Meaningless integer keys, otherwise known as surrogate keys, are commonly used as primary keys for dimension tables in data warehouse designs. Our students frequently ask us – what about fact tables? Should a unique surrogate key be assigned for every row in a fact table? Although for the logical design of a fact table, the answer is no, surprisingly we find a fact table surrogate key may be helpful at the physical level. We only recommend creating surrogate keys for fact tables when certain special circumstance described in this design tip apply.

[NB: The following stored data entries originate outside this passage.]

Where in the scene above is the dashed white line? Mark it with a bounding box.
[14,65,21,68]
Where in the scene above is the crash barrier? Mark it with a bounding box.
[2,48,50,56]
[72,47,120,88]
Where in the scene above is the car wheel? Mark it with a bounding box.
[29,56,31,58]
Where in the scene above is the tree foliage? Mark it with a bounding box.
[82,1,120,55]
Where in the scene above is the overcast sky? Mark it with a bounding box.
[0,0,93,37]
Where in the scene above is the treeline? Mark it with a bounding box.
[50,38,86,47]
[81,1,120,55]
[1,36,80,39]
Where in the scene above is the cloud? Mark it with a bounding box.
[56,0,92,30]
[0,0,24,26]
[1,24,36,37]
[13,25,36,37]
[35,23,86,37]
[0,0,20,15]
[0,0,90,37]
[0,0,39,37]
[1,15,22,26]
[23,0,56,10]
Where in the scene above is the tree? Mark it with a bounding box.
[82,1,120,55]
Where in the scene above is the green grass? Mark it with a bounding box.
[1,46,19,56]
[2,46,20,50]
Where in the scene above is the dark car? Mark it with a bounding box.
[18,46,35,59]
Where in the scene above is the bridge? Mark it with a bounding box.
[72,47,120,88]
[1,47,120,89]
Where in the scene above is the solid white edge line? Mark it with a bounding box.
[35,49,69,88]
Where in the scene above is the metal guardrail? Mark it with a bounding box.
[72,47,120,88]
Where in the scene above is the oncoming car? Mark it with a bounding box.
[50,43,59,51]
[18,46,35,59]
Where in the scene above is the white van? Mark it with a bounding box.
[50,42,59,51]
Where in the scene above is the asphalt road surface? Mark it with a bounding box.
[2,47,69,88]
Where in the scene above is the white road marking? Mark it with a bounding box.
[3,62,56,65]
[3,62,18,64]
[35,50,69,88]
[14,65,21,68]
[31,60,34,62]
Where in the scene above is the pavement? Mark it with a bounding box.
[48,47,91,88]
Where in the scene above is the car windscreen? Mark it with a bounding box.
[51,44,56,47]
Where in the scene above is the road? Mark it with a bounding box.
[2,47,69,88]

As a quick reminder, surrogate keys are meaningless (aka not-meaningful, artificial, sequence numbers, warehouse, etc.) keys, typically defined as an integer data type, and sequentially assigned by the data warehouse team to serve as the primary keys of the dimension tables. Surrogate keys provide a number of important benefits for dimensions including avoiding reliance on awkward “smart” keys made up of codes from the dimension’s source systems, protecting the data warehouse from changes in the source systems, enabling integration of data from disparate source systems, support for type 2 slowly changing dimensions attributes, space savings in the fact tables when these dimension keys are embedded in the fact tables as foreign keys, and improved indexing and query performance.

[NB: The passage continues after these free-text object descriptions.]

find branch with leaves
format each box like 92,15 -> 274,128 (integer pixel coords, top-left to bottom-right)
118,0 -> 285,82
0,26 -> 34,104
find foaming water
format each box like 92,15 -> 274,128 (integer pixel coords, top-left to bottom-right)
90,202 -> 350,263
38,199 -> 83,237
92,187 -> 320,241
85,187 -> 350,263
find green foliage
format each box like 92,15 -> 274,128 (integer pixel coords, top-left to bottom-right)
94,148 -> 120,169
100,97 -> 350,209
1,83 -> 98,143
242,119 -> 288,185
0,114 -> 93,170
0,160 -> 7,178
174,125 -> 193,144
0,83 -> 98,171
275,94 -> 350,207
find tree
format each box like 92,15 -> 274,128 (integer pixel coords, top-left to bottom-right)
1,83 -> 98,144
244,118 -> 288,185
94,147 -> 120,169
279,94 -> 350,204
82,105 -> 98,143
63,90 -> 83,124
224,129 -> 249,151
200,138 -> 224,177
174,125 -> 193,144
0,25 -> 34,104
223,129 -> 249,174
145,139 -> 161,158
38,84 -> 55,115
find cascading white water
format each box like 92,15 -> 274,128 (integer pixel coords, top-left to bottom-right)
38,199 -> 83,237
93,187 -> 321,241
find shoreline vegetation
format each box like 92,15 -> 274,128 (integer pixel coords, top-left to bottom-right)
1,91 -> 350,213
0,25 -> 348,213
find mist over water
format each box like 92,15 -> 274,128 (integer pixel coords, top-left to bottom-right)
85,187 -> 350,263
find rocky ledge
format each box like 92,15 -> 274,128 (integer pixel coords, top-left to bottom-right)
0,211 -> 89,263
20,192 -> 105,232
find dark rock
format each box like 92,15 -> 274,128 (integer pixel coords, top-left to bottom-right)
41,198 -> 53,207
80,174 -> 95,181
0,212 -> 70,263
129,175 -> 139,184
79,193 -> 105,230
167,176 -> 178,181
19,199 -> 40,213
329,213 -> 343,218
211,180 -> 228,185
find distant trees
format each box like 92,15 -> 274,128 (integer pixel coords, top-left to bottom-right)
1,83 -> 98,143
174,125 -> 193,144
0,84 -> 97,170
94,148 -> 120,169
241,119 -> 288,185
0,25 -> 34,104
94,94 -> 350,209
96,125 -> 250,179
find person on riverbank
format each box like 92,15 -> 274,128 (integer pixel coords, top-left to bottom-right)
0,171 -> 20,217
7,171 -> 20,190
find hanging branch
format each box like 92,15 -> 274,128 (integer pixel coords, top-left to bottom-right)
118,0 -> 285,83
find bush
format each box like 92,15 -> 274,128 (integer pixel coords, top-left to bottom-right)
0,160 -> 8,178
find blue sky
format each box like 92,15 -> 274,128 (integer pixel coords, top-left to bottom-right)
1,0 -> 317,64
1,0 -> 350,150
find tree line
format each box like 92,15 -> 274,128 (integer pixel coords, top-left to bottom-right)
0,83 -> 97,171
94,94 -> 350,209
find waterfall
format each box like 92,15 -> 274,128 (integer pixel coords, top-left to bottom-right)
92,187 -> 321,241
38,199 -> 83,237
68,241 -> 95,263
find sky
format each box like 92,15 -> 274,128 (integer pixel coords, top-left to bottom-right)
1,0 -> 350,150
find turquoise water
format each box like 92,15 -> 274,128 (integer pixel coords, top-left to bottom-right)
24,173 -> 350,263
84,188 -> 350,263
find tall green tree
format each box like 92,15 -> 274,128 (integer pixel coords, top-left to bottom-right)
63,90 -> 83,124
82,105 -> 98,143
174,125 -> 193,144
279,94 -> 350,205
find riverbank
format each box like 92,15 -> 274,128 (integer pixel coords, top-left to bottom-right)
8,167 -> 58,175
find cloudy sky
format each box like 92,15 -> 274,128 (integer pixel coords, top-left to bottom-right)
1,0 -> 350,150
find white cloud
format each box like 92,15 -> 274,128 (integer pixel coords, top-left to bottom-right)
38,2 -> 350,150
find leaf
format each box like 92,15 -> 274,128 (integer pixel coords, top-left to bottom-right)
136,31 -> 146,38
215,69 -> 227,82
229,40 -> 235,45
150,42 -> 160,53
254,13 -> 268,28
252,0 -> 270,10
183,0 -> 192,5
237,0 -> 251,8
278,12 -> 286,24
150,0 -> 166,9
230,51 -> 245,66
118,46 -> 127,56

But in a fact table, the primary key is almost always defined as a subset of the foreign keys supplied by the dimensions. In most environments this composite key will suffice as the primary key to the fact table. There is typically no advantage of assigning a surrogate key to the fact rows at a logical level because we have already defined what makes a fact table row unique. And, by its nature, the surrogate key would be worthless for querying.

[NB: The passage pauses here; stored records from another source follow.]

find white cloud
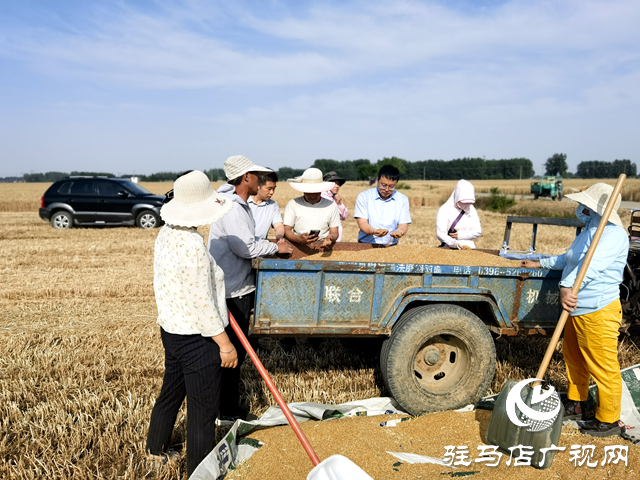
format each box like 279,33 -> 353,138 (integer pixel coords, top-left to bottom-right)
1,0 -> 639,89
1,0 -> 639,175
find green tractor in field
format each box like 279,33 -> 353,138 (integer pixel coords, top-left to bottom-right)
530,175 -> 564,200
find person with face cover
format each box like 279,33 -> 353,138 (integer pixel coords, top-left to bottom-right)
521,183 -> 629,438
436,179 -> 482,249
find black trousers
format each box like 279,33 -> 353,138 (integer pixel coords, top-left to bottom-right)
220,292 -> 254,416
146,329 -> 221,477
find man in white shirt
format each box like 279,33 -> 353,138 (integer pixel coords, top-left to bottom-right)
248,170 -> 285,242
208,155 -> 292,420
283,168 -> 340,249
354,165 -> 411,245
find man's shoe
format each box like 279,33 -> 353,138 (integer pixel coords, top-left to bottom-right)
146,449 -> 180,472
580,419 -> 624,438
562,398 -> 584,421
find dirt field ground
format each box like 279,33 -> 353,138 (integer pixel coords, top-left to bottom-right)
1,179 -> 639,479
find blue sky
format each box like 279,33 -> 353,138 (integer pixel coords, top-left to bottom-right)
1,0 -> 639,177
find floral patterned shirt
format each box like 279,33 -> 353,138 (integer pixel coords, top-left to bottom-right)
154,225 -> 228,336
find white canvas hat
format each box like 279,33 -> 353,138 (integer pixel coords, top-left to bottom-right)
160,171 -> 232,227
565,182 -> 623,228
224,155 -> 272,180
290,168 -> 335,193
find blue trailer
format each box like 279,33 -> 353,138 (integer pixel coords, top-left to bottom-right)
250,242 -> 564,416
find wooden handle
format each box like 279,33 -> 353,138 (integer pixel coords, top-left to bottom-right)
534,174 -> 626,383
227,311 -> 321,467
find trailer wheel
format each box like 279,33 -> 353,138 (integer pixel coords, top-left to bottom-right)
533,193 -> 539,200
380,304 -> 496,415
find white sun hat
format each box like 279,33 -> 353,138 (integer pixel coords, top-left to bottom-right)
289,168 -> 335,193
565,182 -> 623,228
160,170 -> 233,227
224,155 -> 272,180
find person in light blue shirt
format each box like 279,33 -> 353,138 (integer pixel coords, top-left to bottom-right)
248,170 -> 285,241
354,165 -> 411,245
521,183 -> 628,438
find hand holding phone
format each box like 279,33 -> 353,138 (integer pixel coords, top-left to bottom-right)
309,229 -> 320,238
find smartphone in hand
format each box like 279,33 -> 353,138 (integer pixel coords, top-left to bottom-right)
309,229 -> 320,238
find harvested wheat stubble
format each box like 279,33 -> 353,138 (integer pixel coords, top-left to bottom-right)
226,411 -> 637,480
301,246 -> 521,267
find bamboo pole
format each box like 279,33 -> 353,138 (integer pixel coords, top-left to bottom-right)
534,174 -> 626,384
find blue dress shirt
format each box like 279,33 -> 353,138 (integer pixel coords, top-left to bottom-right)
354,188 -> 412,245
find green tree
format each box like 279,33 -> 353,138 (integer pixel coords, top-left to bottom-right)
544,153 -> 568,176
277,167 -> 305,180
377,156 -> 407,175
357,161 -> 378,180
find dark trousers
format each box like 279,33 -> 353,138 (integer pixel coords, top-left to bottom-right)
146,329 -> 221,477
220,292 -> 254,415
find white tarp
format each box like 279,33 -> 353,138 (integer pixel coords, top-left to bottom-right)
191,397 -> 406,480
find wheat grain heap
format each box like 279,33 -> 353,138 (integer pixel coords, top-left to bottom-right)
226,410 -> 636,480
301,246 -> 521,267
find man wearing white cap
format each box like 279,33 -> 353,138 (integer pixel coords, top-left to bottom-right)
522,183 -> 629,438
283,168 -> 341,248
208,155 -> 293,421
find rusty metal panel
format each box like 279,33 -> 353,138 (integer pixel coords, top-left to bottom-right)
378,274 -> 423,317
256,270 -> 318,327
319,272 -> 374,325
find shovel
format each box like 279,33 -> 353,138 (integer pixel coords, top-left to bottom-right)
227,311 -> 374,480
486,174 -> 626,469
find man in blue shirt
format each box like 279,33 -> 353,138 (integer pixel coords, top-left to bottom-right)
522,183 -> 628,438
248,170 -> 285,242
354,165 -> 411,245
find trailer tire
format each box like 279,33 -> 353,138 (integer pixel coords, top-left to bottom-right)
380,304 -> 496,415
533,193 -> 539,200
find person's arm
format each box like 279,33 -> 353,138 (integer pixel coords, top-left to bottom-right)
336,200 -> 348,221
215,205 -> 279,258
356,217 -> 389,237
284,225 -> 318,244
436,206 -> 458,248
176,247 -> 237,367
559,227 -> 627,289
456,208 -> 482,241
322,227 -> 339,247
273,222 -> 285,243
390,223 -> 409,239
271,203 -> 285,243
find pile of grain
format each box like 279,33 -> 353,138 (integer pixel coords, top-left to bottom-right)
226,410 -> 636,480
301,246 -> 521,267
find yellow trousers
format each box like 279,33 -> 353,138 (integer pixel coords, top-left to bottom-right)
563,299 -> 623,423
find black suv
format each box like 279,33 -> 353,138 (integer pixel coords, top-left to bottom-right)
39,177 -> 166,229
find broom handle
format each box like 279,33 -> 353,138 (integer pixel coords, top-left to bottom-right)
534,174 -> 626,384
227,311 -> 321,467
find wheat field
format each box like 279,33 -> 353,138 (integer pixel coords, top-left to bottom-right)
1,180 -> 638,479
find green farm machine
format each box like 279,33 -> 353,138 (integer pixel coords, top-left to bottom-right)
530,175 -> 563,200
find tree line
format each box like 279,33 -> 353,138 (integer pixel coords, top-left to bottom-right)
4,157 -> 636,183
543,153 -> 636,178
312,157 -> 535,181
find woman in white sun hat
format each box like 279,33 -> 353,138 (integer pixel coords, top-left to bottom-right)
283,168 -> 341,249
147,170 -> 237,476
522,182 -> 628,438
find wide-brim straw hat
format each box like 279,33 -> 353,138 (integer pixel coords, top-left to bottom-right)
224,155 -> 272,180
290,168 -> 335,193
565,182 -> 623,228
160,170 -> 233,227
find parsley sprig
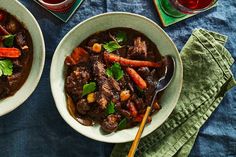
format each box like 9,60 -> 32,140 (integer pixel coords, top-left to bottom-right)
82,82 -> 96,97
103,32 -> 127,53
0,59 -> 13,76
106,63 -> 124,81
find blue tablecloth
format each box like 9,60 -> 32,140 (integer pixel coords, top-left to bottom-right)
0,0 -> 235,156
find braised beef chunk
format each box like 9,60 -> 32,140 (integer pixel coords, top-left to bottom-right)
0,10 -> 33,100
101,114 -> 119,133
128,37 -> 147,59
108,77 -> 121,92
87,107 -> 105,121
101,80 -> 113,97
0,78 -> 10,99
65,67 -> 90,96
90,54 -> 100,63
117,46 -> 127,58
65,28 -> 164,133
76,99 -> 90,115
7,73 -> 22,91
93,61 -> 106,84
6,18 -> 19,34
16,31 -> 29,52
96,93 -> 108,109
0,24 -> 9,35
137,67 -> 150,77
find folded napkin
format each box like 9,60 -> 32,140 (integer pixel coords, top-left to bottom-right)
111,29 -> 236,157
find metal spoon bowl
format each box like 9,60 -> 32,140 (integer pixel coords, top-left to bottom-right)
150,56 -> 175,108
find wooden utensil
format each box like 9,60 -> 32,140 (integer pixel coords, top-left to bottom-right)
128,56 -> 175,157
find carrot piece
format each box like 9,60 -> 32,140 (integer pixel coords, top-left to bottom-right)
92,43 -> 102,53
153,102 -> 161,110
104,52 -> 162,68
127,102 -> 138,117
126,67 -> 147,90
71,47 -> 89,62
65,56 -> 76,66
0,47 -> 21,58
134,114 -> 152,123
65,47 -> 89,65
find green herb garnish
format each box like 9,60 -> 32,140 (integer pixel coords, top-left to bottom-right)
106,101 -> 116,115
103,41 -> 122,53
0,59 -> 13,76
116,32 -> 127,43
3,34 -> 15,47
103,32 -> 127,53
118,118 -> 127,130
82,82 -> 96,97
106,63 -> 124,81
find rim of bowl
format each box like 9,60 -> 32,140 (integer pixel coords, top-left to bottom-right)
0,1 -> 45,116
50,12 -> 183,143
38,0 -> 72,6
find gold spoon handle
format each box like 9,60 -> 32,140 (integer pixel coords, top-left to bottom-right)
128,106 -> 152,157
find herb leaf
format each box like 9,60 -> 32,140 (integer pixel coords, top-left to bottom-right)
103,41 -> 121,53
106,63 -> 124,81
106,68 -> 113,77
0,59 -> 13,76
116,32 -> 127,43
3,34 -> 15,47
82,82 -> 96,97
106,102 -> 116,115
118,118 -> 127,130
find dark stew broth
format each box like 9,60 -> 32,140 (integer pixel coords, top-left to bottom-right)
0,10 -> 33,99
65,28 -> 165,133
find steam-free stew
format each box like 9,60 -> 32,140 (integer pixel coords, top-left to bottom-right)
0,10 -> 33,99
65,28 -> 165,133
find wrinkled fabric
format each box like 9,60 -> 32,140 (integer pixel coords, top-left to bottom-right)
111,28 -> 236,157
0,0 -> 235,157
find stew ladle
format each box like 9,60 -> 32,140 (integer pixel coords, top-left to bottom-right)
128,56 -> 175,157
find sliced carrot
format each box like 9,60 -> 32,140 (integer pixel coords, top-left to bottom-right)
65,47 -> 89,65
126,67 -> 147,90
134,114 -> 152,123
127,102 -> 138,117
104,52 -> 162,68
65,56 -> 76,66
92,43 -> 102,53
71,47 -> 89,62
0,47 -> 21,58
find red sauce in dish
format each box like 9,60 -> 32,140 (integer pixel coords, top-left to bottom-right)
178,0 -> 214,9
43,0 -> 65,4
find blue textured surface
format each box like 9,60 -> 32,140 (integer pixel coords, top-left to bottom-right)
0,0 -> 235,156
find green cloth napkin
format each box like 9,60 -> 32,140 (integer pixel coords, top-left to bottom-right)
111,29 -> 236,157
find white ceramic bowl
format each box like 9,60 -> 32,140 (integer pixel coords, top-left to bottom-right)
0,0 -> 45,116
50,12 -> 183,143
38,0 -> 75,12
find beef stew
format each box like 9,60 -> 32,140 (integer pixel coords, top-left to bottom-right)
0,10 -> 33,99
64,28 -> 166,133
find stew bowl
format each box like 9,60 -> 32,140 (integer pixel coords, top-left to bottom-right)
50,12 -> 182,143
0,0 -> 45,116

However, there are a few circumstances when assigning a surrogate key to the rows in a fact table is beneficial:
- Sometimes the business rules of the organization legitimately allow multiple identical rows to exist for a fact table. Normally as a designer, you try to avoid this at all costs by searching the source system for some kind of transaction time stamp to make the rows unique. But occasionally you are forced to accept this undesirable input. In these situations it will be necessary to create a surrogate key for the fact table to allow the identical rows to be loaded.
- Certain ETL techniques for updating fact rows are only feasible if a surrogate key is assigned to the fact rows. Specifically, one technique for loading updates to fact rows is to insert the rows to be updated as new rows, then to delete the original rows as a second step as a single transaction. The advantages of this technique from an ETL perspective are improved load performance, improved recovery capability and improved audit capabilities. The surrogate key for the fact table rows is required as multiple identical primary keys will often exist for the old and new versions of the updated fact rows between the time of the insert of the updated row and the delete of the old row.
- A similar ETL requirement is to determine exactly where a load job was suspended, either to resume loading or back put the job entirely. A sequentially assigned surrogate key makes this task straightforward.
Remember, surrogate keys for dimension tables are a great idea. Surrogate keys for fact tables are not logically required but can be very helpful in the back room ETL processing.